[Theora-dev] Theora Decoding on FPGA

Wed May 31 23:47:08 PDT 2006

Hello people

My name is Felipe and I sent a proposal to the Google Summer of Code
that the goal is to get a FPGA embeded system decoding Theora Streams
in real-time.
It was accepted and the mentor is the Ralph Giles.
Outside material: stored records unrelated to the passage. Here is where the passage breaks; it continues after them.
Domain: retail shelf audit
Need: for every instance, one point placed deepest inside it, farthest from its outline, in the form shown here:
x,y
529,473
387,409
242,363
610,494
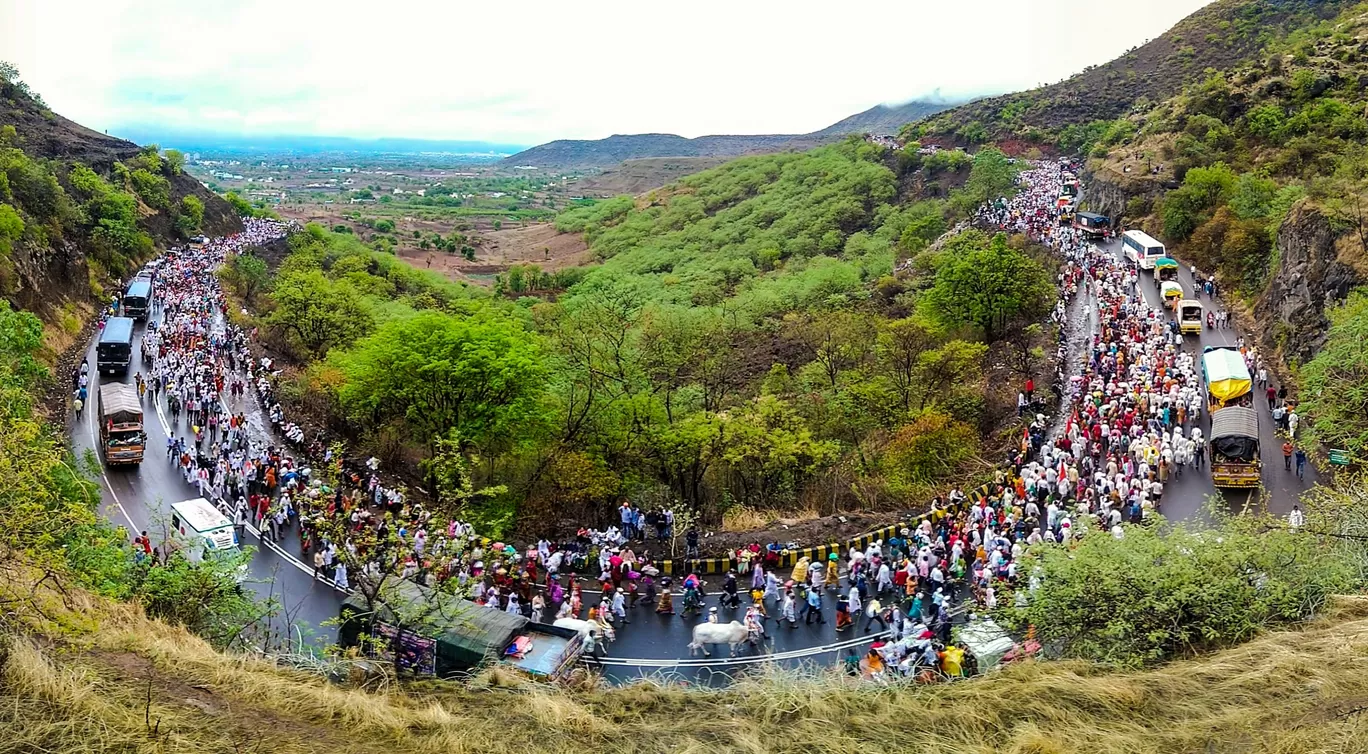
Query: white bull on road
x,y
706,634
586,628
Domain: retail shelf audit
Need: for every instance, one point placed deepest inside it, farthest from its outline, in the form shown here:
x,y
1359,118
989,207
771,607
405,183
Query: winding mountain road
x,y
140,498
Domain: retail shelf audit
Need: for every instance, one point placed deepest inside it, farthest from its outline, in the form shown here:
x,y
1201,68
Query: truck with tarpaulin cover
x,y
1234,448
122,439
1234,422
1166,271
1227,378
431,632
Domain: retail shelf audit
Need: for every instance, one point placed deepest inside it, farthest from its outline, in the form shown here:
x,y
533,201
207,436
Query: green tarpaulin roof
x,y
1227,377
465,632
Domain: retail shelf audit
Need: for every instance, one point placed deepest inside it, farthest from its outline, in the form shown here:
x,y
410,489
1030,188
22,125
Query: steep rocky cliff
x,y
1126,197
1311,277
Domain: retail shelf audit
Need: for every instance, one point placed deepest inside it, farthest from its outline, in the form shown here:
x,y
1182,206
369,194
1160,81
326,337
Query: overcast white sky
x,y
527,71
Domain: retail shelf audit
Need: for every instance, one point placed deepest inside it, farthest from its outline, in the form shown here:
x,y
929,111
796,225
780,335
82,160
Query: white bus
x,y
204,527
1141,248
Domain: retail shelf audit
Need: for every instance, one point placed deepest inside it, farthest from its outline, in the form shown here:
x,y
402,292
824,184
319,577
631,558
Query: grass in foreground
x,y
96,676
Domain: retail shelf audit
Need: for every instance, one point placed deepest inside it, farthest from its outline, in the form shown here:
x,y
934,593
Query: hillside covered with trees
x,y
80,210
1071,112
1257,174
742,345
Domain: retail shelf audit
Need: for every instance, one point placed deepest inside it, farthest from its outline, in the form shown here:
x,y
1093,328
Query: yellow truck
x,y
1189,316
122,439
1234,448
1234,422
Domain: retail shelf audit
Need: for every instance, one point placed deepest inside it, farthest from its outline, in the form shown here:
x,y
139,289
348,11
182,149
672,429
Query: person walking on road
x,y
1296,519
813,608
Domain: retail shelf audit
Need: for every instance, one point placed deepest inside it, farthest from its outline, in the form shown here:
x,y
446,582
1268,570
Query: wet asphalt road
x,y
140,498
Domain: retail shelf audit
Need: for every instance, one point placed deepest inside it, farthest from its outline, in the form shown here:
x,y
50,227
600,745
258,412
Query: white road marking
x,y
727,661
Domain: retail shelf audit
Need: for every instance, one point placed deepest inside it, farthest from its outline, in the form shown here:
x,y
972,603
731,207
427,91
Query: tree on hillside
x,y
989,288
989,178
482,378
1335,382
249,275
899,346
318,312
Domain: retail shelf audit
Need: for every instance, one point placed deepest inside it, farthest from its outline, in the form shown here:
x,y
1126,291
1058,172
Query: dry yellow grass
x,y
96,676
747,519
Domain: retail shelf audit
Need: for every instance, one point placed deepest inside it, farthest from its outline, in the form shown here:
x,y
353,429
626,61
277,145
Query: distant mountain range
x,y
203,141
612,151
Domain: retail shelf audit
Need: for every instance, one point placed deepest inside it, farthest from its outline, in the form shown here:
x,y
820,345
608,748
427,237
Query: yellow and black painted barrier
x,y
681,567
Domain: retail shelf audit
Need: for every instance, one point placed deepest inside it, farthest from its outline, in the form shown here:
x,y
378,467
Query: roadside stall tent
x,y
1227,377
449,634
119,403
1234,433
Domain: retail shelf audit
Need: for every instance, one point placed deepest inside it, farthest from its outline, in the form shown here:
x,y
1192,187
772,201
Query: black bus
x,y
115,349
137,300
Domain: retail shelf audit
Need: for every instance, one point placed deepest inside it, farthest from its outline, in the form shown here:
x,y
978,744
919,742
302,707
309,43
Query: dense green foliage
x,y
742,342
1248,143
991,288
52,531
1163,593
480,377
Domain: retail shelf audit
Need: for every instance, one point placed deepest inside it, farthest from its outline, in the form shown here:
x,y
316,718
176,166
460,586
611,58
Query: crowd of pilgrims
x,y
1130,420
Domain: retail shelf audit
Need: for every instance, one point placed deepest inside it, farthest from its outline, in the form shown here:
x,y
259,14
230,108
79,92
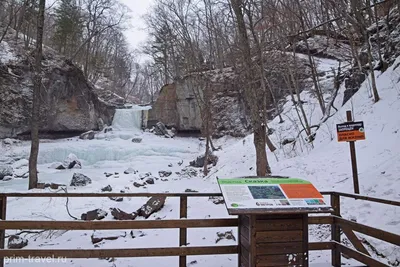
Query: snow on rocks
x,y
122,215
130,170
99,236
79,179
199,161
5,170
90,135
97,214
108,188
164,173
17,242
153,205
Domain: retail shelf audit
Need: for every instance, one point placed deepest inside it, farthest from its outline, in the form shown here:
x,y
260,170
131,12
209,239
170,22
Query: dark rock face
x,y
79,179
122,215
5,170
352,85
70,104
97,214
199,161
153,205
17,242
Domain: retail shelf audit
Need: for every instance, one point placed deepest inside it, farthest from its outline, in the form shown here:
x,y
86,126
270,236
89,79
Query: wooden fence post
x,y
335,230
353,156
3,207
183,231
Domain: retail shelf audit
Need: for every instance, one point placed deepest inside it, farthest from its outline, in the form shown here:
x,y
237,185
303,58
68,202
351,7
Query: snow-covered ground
x,y
326,165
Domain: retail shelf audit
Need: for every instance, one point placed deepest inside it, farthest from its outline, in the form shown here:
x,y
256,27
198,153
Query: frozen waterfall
x,y
129,119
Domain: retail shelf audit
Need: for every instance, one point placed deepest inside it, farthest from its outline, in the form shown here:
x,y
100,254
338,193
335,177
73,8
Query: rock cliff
x,y
69,103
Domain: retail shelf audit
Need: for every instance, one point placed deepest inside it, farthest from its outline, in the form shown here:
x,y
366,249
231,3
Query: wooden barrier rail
x,y
337,224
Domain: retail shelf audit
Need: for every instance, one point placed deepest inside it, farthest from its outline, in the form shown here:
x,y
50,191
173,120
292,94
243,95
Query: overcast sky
x,y
137,34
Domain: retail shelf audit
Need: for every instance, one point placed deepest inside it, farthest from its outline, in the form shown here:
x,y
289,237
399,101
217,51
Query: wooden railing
x,y
337,223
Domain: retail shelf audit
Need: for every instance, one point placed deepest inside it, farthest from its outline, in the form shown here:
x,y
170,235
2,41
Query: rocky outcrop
x,y
69,105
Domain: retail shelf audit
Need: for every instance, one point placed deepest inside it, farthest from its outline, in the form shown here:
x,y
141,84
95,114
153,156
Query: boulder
x,y
7,178
160,129
149,180
99,236
72,162
79,179
5,170
88,135
136,140
136,184
17,242
97,214
117,199
122,215
130,170
108,188
164,173
199,161
153,205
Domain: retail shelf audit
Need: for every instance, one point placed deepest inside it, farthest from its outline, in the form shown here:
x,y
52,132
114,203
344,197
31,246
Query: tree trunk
x,y
37,82
256,105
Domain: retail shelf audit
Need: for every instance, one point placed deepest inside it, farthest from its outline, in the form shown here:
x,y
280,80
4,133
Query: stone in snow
x,y
129,170
99,236
5,170
136,140
72,162
88,135
164,173
150,180
17,242
7,178
118,199
136,184
79,179
108,188
97,214
20,163
153,205
122,215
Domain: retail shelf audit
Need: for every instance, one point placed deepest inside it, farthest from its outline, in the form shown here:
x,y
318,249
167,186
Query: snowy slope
x,y
327,165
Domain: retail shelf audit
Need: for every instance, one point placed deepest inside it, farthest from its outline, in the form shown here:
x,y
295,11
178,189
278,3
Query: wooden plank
x,y
354,240
279,248
279,236
116,225
188,194
280,260
360,256
280,211
335,230
279,225
3,213
372,199
119,253
253,232
320,220
245,253
245,231
368,230
321,245
305,240
183,231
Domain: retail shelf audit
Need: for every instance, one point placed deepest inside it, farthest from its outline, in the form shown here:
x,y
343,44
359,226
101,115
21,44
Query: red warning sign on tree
x,y
350,131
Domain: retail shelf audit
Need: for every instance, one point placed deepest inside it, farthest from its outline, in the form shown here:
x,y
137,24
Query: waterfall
x,y
129,119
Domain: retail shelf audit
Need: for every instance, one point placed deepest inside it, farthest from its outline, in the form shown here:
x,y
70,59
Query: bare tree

The proposal can be viewd here:

http://atlas.lsc.ic.unicamp.br/~portavales/wp-content/uploads/2006/05/soc_proposal.txt

There is also a presentation with a better division of the hardware modules:

http://svn.xiph.org/trunk/theora-fpga/doc/hard_theora.pdf

Now, I'm working on it, and today I did a simple implementation of the
IDctSlow procedure as a VHDL module.

This module run and decode samples correctly, but It consumes a lot of
FPGA resources (logic cells, multipliers, etc..)
I will optimize this module for area, to get better results.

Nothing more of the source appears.